Knut starts a private investigation and uncovers clues that point to the existence of a serial killer. But in order to find him, Knut must first confront the demons from his past and go against his own people. For there are many secrets in Svalbard, and some people will stop at nothing to ensure they stay buried.


There are many elements to The Dutchman’s Grave that would lend themselves to a compelling thriller: the characters of Knut Field and Hans Berg, the discovery of the human head (that creates a dramatic and memorable catalyst for a thriller) and the unique geography of the story that serves as an extraordinary backdrop against which to set a story of murder and obsession; a story in the spirit of The Silence of the Lambs and Insomnia.
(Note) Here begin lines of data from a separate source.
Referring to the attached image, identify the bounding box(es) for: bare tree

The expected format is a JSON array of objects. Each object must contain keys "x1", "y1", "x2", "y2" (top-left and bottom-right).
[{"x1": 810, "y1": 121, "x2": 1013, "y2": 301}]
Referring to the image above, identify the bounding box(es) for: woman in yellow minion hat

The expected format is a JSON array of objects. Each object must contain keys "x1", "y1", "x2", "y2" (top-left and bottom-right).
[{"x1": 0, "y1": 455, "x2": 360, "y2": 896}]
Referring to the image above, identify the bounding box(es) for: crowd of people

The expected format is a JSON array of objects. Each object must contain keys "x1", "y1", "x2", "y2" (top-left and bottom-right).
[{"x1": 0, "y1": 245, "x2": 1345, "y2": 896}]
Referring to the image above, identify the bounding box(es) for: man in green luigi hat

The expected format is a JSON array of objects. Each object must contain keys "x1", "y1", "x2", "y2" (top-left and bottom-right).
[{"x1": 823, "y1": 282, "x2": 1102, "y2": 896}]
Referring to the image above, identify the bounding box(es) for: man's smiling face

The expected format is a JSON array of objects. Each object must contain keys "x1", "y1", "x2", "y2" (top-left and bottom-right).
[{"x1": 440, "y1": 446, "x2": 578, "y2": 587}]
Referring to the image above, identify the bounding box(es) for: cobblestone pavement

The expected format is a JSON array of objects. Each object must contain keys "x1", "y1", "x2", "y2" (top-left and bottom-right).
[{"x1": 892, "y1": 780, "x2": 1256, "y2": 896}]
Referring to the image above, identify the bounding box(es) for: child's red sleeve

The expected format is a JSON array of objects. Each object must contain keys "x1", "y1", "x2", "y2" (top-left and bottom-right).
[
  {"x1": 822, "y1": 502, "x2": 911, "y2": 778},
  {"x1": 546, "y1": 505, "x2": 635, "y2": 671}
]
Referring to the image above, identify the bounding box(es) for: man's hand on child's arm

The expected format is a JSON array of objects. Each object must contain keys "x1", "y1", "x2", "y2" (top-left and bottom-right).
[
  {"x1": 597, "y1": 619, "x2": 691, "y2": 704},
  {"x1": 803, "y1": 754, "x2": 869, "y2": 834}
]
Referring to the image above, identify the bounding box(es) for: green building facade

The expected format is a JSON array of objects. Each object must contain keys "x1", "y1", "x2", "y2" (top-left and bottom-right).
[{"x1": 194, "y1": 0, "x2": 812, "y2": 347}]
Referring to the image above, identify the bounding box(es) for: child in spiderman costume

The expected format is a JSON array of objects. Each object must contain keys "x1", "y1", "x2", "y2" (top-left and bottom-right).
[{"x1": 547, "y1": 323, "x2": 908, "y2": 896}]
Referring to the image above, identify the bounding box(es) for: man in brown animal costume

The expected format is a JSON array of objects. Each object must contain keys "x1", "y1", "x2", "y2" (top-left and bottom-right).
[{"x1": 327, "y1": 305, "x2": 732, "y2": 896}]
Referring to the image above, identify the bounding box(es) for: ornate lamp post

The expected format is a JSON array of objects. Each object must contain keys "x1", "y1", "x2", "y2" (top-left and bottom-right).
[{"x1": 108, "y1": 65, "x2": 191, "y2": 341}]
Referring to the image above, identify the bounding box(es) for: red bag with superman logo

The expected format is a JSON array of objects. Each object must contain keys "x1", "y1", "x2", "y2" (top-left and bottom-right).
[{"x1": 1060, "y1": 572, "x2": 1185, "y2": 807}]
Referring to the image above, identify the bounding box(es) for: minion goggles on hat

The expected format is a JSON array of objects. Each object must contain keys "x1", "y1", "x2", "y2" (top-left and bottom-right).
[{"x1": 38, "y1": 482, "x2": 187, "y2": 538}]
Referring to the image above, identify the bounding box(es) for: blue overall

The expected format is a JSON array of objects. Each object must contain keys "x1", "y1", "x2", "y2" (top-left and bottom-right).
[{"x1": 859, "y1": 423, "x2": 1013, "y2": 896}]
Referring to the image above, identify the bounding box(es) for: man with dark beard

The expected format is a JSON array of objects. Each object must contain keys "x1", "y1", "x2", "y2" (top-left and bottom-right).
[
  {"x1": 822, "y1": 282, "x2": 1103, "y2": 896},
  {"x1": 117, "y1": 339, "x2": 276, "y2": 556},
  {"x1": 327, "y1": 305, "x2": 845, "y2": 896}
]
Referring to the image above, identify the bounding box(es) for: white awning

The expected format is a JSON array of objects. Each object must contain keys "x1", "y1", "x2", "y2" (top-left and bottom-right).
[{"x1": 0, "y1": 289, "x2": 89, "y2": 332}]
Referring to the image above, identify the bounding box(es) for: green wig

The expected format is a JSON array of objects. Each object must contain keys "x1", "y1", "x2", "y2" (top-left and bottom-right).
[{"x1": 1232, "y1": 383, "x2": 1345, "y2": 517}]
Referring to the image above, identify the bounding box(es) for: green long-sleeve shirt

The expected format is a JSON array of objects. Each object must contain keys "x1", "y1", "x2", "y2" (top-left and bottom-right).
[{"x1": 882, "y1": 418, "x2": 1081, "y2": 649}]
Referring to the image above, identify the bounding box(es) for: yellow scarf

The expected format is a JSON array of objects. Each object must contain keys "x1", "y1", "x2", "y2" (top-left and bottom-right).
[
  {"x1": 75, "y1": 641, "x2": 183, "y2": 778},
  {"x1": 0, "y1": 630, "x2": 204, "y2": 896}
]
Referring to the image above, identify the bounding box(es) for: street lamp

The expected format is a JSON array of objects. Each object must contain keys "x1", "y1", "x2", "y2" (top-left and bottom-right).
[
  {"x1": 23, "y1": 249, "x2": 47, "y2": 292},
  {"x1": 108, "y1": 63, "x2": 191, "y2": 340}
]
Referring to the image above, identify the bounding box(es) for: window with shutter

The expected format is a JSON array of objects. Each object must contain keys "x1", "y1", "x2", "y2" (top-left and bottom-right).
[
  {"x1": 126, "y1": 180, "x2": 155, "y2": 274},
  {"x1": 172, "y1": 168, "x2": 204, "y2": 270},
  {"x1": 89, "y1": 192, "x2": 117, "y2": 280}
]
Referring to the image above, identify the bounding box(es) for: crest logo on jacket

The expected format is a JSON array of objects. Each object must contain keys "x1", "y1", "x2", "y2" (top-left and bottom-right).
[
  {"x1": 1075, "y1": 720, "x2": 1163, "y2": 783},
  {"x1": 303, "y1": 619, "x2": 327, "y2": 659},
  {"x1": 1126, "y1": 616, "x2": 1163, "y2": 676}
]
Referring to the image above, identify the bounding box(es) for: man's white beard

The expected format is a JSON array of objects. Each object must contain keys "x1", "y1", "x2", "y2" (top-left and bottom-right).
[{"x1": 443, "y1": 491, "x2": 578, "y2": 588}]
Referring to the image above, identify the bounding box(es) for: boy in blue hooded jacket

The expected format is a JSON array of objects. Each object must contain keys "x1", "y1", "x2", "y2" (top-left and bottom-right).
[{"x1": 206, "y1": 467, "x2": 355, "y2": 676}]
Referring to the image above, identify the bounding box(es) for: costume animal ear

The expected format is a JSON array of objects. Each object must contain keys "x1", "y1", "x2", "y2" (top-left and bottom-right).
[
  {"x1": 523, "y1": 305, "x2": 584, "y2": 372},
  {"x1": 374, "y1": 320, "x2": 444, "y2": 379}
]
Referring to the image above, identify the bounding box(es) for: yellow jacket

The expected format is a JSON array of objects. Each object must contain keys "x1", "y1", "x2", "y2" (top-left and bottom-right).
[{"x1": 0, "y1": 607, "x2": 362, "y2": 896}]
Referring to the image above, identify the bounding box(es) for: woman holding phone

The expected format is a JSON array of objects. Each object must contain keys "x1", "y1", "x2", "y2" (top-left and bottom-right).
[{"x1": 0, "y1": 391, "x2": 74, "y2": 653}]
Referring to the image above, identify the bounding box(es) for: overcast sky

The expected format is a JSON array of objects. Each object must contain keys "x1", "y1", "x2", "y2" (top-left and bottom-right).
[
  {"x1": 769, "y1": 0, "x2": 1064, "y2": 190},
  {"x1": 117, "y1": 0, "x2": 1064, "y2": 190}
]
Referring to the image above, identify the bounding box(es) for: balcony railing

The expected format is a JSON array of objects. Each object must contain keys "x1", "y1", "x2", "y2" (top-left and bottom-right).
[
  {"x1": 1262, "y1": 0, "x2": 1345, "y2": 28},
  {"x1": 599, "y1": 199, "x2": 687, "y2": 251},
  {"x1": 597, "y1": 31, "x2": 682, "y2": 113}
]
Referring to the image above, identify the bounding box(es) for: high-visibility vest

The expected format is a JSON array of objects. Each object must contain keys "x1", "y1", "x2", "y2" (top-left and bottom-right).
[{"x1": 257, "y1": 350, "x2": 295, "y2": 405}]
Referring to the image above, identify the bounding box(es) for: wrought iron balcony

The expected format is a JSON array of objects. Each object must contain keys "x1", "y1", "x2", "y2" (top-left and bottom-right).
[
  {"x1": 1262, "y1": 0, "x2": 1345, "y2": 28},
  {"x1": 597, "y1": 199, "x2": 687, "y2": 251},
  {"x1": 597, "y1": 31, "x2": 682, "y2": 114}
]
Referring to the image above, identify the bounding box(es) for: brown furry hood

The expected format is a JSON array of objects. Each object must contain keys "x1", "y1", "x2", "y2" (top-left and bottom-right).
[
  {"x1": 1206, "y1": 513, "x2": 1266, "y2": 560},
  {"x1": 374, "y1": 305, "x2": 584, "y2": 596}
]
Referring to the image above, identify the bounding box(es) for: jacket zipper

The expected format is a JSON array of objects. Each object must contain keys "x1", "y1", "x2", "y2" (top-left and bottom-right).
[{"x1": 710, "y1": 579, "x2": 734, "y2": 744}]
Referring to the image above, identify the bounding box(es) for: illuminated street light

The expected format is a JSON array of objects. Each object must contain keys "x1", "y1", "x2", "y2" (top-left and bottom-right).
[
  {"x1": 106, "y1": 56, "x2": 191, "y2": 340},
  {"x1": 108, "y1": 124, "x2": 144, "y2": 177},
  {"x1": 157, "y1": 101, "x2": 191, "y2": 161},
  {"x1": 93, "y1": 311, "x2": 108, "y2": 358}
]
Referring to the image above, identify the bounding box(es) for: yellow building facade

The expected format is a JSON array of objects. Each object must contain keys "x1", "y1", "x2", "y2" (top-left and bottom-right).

Story wise, I want to build on the foundations of what is a simple and linear narrative and create something more dramatic and complex. The setting of the story lends itself, like a lot of Scandinavian film and television, to an existentialist journey of survival, interwoven with the themes of community, alienation and isolation.

The novel concentrates on police procedure in a way that I do not believe would keep the audience on the edge of their seat. I have decided to create a conspiracy and a trail of clues for the protagonist (Knut Field) to follow that will test his resolve and his sense of duty, and create the maximum dramatic tension. I have also created a back-story for the protagonist: his brother was killed by a polar bear and Field is plagued by guilt because he could not save him - and haunted by nightmares of the savage animal itself. This makes Field’s return to Svalbard as much about confronting his demons as confronting a murderer.

The novel has many characters, too many for a feature film, so I want to combine many of them and ignore others, focusing on the characters of Knut Field, Governor Berg, Helena Joost (the missing journalist’s sister) and the serial killer. In the novel the killer is revealed to be Hans Berg, but I would rather create a more colourful murderer; someone who shares the hero’s obsession with polar bears, but who considers them to be gods, not monsters, and who sacrifices his victims to them.

The polar bear itself is an important part of the story. A ferocious and dangerous animal whose existence (and its environment) is being threatened by human habitation. The polar bear symbolises both killer and victim, and links Knut Field and the serial killer.

The main character in the novel, however, is Svalbard itself, and The Dutchman’s Grave is the first of a series of novels by the author and scientist/explorer Monica Kristensen, which follow the adventures of Knut Field in Svalbard. There is a great opportunity with this project to create a franchise in the very popular genre of Nordic Noir.

In the frozen land of Svalbard, bodies never stay buried. And secrets last forever.